Philippine folk literature does not seem to have an equivalent term for “fairy tale.” Damiana Eugenio does use the word “fairy” in describing the engkantadas: “In these legends she is variously described as ‘a lovely woman, more goddess than mortal,’ or as ‘a fairy’ with ‘a beauty that surpassed that of any other woman they had ever seen.’” (2002, xxxiii) She also uses the term “fairyland” when referring to the realm to which engkantadas take their human lovers to live in. (xxxv) But the folk material in her exhaustive Philippine Folk Literature Series does not include the category “fairy tale.”[9]

According to Reinerio Alba, the first efforts to introduce schoolchildren to Philippine folk material in literature in English are contained in the Philippine Readers series prepared by Camilo Osias in the 1930s. In the 50s, writers like Manuel and Lyd Arguilla, Maximo Ramos, and I.V. Mallari tried their hand at retelling folktales.
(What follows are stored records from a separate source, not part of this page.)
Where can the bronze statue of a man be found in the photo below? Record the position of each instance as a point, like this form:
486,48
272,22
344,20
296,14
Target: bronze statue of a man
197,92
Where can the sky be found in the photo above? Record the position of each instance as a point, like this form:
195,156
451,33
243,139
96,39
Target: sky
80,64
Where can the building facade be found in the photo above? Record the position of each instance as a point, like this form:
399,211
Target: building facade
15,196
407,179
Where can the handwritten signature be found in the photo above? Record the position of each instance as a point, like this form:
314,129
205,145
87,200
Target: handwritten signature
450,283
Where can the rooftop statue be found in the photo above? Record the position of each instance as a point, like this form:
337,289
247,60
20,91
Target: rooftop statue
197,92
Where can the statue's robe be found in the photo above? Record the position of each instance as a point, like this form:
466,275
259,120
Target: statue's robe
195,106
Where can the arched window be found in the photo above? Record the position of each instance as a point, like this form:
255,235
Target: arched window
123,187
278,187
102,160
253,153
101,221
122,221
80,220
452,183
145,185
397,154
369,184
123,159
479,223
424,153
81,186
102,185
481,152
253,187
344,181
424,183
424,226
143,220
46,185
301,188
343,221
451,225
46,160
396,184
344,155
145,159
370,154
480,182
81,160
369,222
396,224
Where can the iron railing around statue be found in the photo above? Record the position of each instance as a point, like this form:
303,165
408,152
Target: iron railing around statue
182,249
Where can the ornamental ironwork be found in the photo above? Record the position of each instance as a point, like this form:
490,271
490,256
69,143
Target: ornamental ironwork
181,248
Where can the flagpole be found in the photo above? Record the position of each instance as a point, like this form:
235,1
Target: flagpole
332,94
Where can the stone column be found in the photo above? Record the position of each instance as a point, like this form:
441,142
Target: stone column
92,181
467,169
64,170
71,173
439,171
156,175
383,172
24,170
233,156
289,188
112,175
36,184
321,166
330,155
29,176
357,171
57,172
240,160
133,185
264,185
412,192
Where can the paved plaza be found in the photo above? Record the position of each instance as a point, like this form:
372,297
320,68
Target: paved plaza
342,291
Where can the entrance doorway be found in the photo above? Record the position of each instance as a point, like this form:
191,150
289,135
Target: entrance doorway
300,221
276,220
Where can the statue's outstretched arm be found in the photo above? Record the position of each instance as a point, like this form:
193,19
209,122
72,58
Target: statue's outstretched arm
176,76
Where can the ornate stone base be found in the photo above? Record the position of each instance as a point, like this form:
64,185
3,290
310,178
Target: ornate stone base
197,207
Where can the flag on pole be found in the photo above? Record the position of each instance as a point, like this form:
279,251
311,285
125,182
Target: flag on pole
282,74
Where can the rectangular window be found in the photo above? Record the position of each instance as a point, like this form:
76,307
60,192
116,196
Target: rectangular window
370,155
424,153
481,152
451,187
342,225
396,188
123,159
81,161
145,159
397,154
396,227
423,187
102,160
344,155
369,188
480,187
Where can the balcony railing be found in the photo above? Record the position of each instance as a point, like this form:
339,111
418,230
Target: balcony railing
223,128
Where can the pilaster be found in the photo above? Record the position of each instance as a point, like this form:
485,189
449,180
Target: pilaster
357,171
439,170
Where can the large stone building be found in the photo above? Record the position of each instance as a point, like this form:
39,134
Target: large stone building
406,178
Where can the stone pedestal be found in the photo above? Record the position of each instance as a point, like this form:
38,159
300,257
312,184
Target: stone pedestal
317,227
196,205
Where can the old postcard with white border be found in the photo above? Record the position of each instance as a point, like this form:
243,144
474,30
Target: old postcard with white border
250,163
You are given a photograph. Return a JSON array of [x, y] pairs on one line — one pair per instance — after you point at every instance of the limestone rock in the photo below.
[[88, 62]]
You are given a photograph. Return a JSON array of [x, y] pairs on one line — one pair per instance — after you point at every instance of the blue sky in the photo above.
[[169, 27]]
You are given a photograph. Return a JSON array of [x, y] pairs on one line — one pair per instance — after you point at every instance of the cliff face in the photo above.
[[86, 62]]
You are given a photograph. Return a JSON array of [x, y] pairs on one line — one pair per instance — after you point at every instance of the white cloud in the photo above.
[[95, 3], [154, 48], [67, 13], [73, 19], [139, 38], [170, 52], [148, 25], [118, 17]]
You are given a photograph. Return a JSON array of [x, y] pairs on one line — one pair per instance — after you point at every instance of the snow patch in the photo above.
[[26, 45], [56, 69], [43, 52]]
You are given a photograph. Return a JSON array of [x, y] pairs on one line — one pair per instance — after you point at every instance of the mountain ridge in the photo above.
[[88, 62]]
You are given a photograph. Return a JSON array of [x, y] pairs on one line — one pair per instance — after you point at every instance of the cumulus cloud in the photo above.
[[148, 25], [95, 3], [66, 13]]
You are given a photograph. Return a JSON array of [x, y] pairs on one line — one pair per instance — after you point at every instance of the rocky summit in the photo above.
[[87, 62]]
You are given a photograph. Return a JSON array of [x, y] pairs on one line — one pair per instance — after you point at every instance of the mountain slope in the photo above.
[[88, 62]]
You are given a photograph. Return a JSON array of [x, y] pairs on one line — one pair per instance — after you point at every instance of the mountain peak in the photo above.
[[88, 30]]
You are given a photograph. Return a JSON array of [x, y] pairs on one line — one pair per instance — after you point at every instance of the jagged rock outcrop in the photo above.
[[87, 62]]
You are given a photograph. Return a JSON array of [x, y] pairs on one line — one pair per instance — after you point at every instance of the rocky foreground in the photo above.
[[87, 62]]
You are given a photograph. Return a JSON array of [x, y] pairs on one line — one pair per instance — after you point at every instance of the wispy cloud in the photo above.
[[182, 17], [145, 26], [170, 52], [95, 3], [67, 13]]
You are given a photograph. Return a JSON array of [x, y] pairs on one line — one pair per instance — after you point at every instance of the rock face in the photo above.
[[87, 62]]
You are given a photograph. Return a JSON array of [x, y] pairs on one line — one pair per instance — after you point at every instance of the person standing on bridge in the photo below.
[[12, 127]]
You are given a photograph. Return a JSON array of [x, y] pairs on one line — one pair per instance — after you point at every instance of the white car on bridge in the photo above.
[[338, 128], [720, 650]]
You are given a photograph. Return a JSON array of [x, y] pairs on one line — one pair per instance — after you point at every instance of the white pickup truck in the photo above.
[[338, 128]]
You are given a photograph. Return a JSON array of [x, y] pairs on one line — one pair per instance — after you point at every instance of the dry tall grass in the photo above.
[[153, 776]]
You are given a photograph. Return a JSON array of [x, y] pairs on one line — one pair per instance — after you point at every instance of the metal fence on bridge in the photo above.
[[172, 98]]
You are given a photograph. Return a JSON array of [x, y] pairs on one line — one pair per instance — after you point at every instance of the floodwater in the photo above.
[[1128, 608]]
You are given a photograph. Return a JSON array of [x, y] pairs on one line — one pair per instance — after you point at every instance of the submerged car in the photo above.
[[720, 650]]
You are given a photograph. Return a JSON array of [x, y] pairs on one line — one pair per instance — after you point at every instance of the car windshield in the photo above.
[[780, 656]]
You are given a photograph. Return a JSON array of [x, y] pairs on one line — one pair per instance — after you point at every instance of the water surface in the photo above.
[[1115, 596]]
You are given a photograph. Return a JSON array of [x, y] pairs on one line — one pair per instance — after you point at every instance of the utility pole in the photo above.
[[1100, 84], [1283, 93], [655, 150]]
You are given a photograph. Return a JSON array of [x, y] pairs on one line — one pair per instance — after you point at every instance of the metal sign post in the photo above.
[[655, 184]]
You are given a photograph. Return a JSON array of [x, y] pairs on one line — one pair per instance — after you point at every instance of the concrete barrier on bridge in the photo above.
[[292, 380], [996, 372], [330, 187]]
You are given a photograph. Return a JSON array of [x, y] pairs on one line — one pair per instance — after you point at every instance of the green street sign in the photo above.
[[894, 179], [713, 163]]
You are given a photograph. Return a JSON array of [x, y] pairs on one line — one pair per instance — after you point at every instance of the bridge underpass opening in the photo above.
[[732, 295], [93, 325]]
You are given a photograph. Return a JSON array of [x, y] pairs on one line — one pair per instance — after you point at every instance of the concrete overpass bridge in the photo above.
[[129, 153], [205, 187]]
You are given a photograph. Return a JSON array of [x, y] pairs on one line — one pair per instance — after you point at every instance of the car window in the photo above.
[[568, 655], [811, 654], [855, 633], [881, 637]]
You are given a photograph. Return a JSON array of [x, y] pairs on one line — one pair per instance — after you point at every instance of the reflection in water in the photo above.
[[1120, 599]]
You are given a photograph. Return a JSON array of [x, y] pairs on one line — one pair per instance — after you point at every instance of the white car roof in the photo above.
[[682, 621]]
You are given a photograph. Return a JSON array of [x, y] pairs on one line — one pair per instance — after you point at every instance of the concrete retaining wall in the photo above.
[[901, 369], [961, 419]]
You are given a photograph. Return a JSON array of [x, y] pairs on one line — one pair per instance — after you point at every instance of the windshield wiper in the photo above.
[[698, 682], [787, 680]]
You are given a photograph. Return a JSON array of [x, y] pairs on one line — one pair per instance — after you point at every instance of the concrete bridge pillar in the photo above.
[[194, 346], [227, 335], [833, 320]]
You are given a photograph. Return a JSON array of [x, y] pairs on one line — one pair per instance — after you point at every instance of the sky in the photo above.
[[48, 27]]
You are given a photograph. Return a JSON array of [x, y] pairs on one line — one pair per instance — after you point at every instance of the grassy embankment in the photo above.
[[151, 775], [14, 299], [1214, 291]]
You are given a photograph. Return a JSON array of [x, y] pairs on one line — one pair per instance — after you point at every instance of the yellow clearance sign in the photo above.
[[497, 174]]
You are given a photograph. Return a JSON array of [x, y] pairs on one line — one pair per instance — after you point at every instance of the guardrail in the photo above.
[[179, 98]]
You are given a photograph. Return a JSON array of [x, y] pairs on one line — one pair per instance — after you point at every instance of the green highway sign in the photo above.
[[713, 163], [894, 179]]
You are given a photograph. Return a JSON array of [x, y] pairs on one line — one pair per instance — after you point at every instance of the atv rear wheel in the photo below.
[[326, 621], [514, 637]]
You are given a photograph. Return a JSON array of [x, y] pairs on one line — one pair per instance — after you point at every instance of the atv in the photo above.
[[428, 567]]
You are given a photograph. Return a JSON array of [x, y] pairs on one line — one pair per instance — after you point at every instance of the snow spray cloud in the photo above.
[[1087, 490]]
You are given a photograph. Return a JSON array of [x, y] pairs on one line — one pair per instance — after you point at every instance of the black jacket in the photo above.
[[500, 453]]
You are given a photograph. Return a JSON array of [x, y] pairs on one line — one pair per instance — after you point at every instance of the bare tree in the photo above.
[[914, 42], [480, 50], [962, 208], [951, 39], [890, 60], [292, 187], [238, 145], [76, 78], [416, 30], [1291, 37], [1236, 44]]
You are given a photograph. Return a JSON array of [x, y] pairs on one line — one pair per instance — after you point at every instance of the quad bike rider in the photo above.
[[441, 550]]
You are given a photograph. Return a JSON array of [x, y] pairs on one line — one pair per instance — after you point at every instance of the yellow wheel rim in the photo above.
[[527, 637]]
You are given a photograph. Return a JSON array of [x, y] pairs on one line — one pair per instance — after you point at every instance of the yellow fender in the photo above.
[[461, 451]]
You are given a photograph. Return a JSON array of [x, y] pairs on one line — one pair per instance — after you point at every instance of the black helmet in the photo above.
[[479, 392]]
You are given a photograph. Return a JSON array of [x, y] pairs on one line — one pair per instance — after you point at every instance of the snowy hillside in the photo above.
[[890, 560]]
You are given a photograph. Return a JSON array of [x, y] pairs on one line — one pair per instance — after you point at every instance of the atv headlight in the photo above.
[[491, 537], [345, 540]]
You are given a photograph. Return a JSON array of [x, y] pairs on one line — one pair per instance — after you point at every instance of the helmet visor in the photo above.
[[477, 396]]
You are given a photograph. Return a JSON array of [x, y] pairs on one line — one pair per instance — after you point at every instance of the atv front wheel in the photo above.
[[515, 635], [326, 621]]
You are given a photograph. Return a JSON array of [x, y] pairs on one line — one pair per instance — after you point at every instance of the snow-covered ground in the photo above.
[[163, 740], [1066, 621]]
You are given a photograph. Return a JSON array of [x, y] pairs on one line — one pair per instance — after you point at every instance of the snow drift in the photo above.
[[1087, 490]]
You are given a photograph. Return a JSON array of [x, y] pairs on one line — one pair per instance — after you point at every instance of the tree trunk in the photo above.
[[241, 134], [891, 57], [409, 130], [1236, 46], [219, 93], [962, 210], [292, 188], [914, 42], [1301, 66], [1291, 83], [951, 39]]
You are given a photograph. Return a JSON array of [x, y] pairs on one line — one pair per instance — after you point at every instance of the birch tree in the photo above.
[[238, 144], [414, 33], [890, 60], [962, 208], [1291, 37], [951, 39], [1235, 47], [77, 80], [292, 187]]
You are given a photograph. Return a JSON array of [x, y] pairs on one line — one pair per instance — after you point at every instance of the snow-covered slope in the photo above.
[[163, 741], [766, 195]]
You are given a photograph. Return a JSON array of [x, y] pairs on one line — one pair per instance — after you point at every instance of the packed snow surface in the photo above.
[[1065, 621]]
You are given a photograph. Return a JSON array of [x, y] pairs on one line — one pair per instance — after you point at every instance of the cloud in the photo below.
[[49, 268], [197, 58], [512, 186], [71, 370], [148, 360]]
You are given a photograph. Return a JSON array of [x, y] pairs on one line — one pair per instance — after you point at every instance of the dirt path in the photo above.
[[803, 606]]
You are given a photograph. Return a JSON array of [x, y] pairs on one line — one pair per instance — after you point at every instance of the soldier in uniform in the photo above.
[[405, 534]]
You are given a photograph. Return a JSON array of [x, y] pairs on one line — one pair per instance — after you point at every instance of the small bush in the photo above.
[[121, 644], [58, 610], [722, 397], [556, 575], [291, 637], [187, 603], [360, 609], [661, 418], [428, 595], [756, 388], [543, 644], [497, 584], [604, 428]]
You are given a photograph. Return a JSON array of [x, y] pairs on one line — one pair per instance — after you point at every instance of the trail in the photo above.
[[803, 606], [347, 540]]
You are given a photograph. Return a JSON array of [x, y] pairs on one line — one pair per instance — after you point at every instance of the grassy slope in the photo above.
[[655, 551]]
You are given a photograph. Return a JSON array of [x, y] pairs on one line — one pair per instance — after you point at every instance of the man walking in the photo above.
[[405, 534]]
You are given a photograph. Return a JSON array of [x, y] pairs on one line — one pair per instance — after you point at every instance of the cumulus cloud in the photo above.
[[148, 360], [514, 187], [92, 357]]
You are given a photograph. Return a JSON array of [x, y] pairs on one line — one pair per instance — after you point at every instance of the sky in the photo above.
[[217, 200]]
And in the 60s, PAMANA published 5 books for young adults, some of which were inspired by folk tales, among them, Makisig by Gemma Cruz Araneta. (Alba 2003) Gilda Cordero-Fernando’s “Horgle and the King’s Soup,” a fairy tale, was also published by PAMANA in 1965.[10]

On the other hand, Nick Joaquin’s “May Day Eve,” a literary tale for adults was published in 1947; his other tales followed soon after. And, as mentioned earlier, Gilda Cordero-Fernando’s early tales were published before 1962. So fantasy (in English) in the Philippines seems to have taken a different route from the route it took in Europe, making its appearance at about the same time in literature for children and literature for adults. Some later examples of literary tales are: “The Hill of Samuel” by Alfred A. Yuson (1968), “The Bird” by Tita Lacambra-Ayala (1984), and Leoncio P. Deriada’s Night Mares and Other Stories of Fantasy and Horror (1988).

For this essay, I reread most of the personal collections of short fiction in English published by women in the last two decades; women’s short fiction included in general anthologies; and women’s tales included in the few published fantasy anthologies. I also read some unpublished tales.[11] Finally, I looked for criticism on the tale in Philippine fiction in English, but here, to my regret, I drew a blank.

My preliminary findings seem to show that, though the body of tales being produced today remains small, the tales themselves are extraordinarily varied. On the other hand, hardly any critical attention is being paid to them.

In the West, the writing of new tales and rewriting of old tales has been part of the feminist project for some time, and a considerable body of scholarship in the area now exists.[12] Moreover, attention is no longer limited to European and English tales. For example, Fiona Mackintosh has written on the engagement of Argentinian women writers with the fairy tale. (Cited in Mortensen 2006) Cristina Bacchilega has studied the work of the Caribbean-Canadian writer of fantasy, Nalo Hopkinson. (2006)

To my knowledge, this is not happening in the Philippines. My essay is a modest step toward filling that gap.

For this short study, I have selected six tales which may be regarded as modern wonder tales, and which I will discuss in pairs: “Rosa” by Nerisa del Carmen Guevara and “Orange” by Natasha Gamalinda; “A Bedtime Art Story” by Joy Dayrit and “Jan’s Door” by Cyan Abad Jugo; and “Bearing Fruit” by Nikki Alfar and “A Song in the Wind” by Maria Elena Paterno. Without claiming that there are exact parallelism in these pairings, I think the similarities in each case are striking.